- Born: 1969 (age 56–57)
- Citizenship: Irish
- Education: Trinity College Dublin; University College Dublin;
- Occupations: Columnist, broadcaster, communications consultant

= Sarah Carey =

Irish columnist and broadcaster

Sarah Carey (born 1969) is an Irish columnist, broadcaster and communications consultant. She writes for the Irish Independent. From March 2011 until August 2017 she presented Talking Point on Newstalk. She is a former columnist for The Sunday Times,The Herald and The Irish Times.

==Education and career==
Carey has a degree in history from Trinity College Dublin, and a post-graduate diploma in Business Studies from the Michael Smurfit Graduate Business School in University College Dublin (U.C.D.). She has worked as a communications consultant for many companies, particularly in public affairs and infrastructure. Carey is also a professional chair and facilitator of conferences and workshops. She worked for Esat Digifone. and has also worked in the technology industry including Cape Clear and search engine Cuil. Carey was appointed by the Department of the Environment to the Appeals Board of the Register of Architects and Chartered Surveyors, serving two terms from 2013 to 2019.

==Blog and early writing==
In 2002 she began writing the blog GUBU, "An Irish woman's social, political and domestic commentary". Then, after reading the blog, Sunday Times Irish Editor Fiona McHugh offered Carey a column. The Sunday Times column ended when she started writing a weekly opinion column for The Irish Times in 2008. The blog also ended in 2008. Carey revealed that in her time at The Sunday Times, opinion columnists had been forbidden from expressing views in favour of the Lisbon Treaty.

==Moriarty Tribunal==

===Witness===
Because she had worked as Marketing Coordinator for Esat Telecom, she was a witness at the Moriarty Tribunal.
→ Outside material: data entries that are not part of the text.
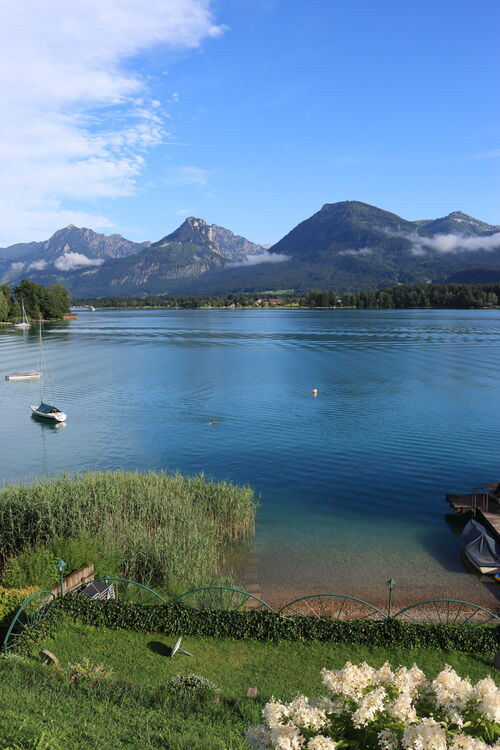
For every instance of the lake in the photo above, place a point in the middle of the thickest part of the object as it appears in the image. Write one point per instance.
(352, 482)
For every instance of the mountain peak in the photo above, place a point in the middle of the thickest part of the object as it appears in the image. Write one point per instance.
(459, 223)
(193, 221)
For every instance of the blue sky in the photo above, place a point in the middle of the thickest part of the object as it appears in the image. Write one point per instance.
(250, 114)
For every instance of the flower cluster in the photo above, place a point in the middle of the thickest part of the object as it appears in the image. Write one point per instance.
(385, 709)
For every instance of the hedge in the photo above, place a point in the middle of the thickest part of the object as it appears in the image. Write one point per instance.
(10, 601)
(179, 619)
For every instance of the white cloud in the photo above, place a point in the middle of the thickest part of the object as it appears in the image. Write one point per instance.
(187, 176)
(453, 243)
(37, 265)
(71, 261)
(16, 267)
(255, 260)
(363, 251)
(80, 120)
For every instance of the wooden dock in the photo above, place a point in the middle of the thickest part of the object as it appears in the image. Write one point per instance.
(485, 507)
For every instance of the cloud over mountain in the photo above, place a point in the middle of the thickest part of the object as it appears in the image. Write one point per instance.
(80, 122)
(256, 260)
(71, 261)
(454, 243)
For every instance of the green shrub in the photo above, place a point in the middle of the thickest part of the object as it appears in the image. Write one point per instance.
(10, 601)
(176, 618)
(33, 566)
(89, 672)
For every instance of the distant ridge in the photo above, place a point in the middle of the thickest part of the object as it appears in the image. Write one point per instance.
(346, 246)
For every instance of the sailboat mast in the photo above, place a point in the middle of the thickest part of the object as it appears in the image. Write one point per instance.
(40, 356)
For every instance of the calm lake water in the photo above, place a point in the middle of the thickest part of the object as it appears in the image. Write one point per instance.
(352, 482)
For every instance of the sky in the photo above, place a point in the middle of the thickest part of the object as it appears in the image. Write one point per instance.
(127, 117)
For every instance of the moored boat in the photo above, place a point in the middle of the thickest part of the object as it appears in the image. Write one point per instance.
(481, 549)
(46, 411)
(24, 323)
(31, 375)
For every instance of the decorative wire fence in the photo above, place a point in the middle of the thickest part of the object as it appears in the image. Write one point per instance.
(214, 598)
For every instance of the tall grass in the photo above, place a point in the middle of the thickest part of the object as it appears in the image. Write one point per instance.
(168, 530)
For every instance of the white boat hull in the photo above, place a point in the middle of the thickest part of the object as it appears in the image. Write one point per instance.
(58, 416)
(23, 375)
(483, 569)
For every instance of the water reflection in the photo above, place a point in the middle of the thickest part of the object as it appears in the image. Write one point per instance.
(352, 482)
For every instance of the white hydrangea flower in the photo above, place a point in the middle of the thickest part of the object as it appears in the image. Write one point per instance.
(450, 690)
(274, 713)
(426, 735)
(409, 680)
(483, 687)
(305, 714)
(387, 740)
(384, 674)
(368, 706)
(402, 708)
(321, 743)
(349, 681)
(287, 738)
(463, 742)
(259, 737)
(489, 706)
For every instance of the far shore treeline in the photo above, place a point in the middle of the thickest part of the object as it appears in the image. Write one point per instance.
(50, 303)
(453, 296)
In 2004 she leaked information provided to her by the tribunal about political donations made by Denis O'Brien to political parties in Ireland. The information included a letter of thanks to O'Brien from Michael McDowell of the Progressive Democrats. These leaks were published by journalist Stephen Collins in The Sunday Tribune. She denied to her legal team that she had been the source of the leak. When told she would be questioned under oath, she admitted she was the source. Carey said "her motives were political" as the Tribunal had only highlighted O'Brien's donations to Fine Gael, and not those to other parties. The Tribunal judge publicly rebuked her in 2004 for wasting the tribunal's time in identifying the source of the leak.

===Moriarty Tribunal report and aftermath===
When the final Tribunal report was published in March 2011, she appeared on Prime Time, a national TV news analysis show, in which she defended the leak and her support for Mr O'Brien. Days later, she resigned from her job with The Irish Times. In a statement, the editor, Geraldine Kennedy, a former Teachta Dála and Progressive Democrat colleague of Michael McDowell's, said that "her credibility as a columnist had been damaged by the findings of the report of the Moriarty tribunal and its aftermath." She continues to write for other newspapers. and appears regularly on RTE television and radio programmes.

==Personal life==
Carey lives in County Meath and is married with three children.
Her father William Carey was a Fine Gael councillor for 47 years on Meath County Council.